Good exposures of the Manguao Basalt lava flow field are found nearshore; with flow structures and features (i.e. levees, channels, and tumuli) still intact and observable in several locations. The lava flow is generally blocky and vesicular, with perceptible phenocrysts and chert xenoliths. Macroscopic observations of obtained samples show identifiable olivine and pyroxene phenocrysts. Petrographic observations show olivine dominance in phenocryst and plagioclase dominance in groundmass. Pyroxenes are found both in phenocryst and groundmass assemblages. Mineral textures observed from petrography shows precedence of pyroxene phenocrysts from olivine. Plagioclase laths in groundmass also show precedence from anhedral groundmass pyroxenes. Volcanic glass fills the interstices between plagioclase and pyroxene; forming intersertal textures. A general overview of the crystallization sequence (pyroxenes à olivine à plagioclase à groundmass pyroxenes), from petrography, is presented.

Major element chemistry from bulk-rock compositions characterizes the Manguao Basalt as subalkaline and tholeiitic. Bivariate diagrams show fractionation in ferromagnesians (i.e. olivine and pyroxenes) but limited fractionation in later-formed minerals (i.e. plagioclase). Total iron over magnesium (FeOt/MgO) versus silica (SiO2) plots (Miyashiro, 1974) of Manguao Basalt shows 'straddling' tholeiite and calc-alkaline character. AFM ternary plots show diagnostic early iron enrichment, reflecting a tholeiitic trend. Trace element chemistry confirms the early ferromagnesian fractionation from nickel, chromium, and cobalt trends. Tectonic discrimination diagrams of Manguao Basalt show resemblance with different basalts from other known tectonic settings (i.e. continental flood basalts, island-arc basalts, continental-arc basalts, and within-plate basalts). However, association of Manguao Basalt with ocean-island basalts (OIB) or mid-ocean ridge basalts (MORB) appears inconclusive; plotting outside MORB-OIB array defined by Pearce (2008). These inconsistencies that accompany trace element discrimination diagrams have been pointed out by Li et al. (2015). Nevertheless, their utility is in constraining possible tectonic processes that influence melt generation and evolution. Trace element patterns in MORB- and OIB-normalized spider diagrams show enriched melt character of Manguao Basalt (i.e. more enriched than any MORB, but depleted compared to OIB). Characteristic Nb-Ta depletion is absent for Manguao Basalt, indicating possible non-subduction influence. Positive anomalies in continent-derived trace elements (e.g. K, Th, and Ba) are observable and consistent in any spider diagram presented (MORB-, NMORB-, EMORB-, and OIB-normalized).
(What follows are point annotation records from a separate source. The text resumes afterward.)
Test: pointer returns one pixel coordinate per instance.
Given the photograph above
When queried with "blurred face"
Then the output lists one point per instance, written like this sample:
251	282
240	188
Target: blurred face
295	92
Mineral chemistry data (olivine, orthopyroxene, clinopyroxene, and plagioclase) confirm crystallization sequence inferred from petrography. The most magnesian mineral species are orthopyroxene and clinopyroxene phenocrysts (Mg# > 80). Calculations using orthopyroxene barometer shows highest pressure (~5 kbar) and thermometers (i.e. opx-liquid) show highest temperatures (~1260 °C). Obtained pressure and temperature conditions were used as benchmarks for simulations of source melting and crystallization.

Simulations of melting of different mantle sources (e.g. fertile and depleted mantle) were done using the MELTS program. Equilibrium and fractional melting from depressurization (15 kbar à 5 kbar) of any mantle source produce liquids that are saturated in pyroxene components. Subsequent crystallization of melt, while being at equilibrium with source and at elevated pressures (~5 kbar) produce orthopyroxenes with similar compositions to orthopyroxenes in Manguao Basalt. The formation of olivine and the rest of the groundmass requires significant evolution of melt prior to its removal; as both components show 'evolved' melt origin. The model for magmatic underplating is presented here as a possible setup for the origin of Manguao Basalt.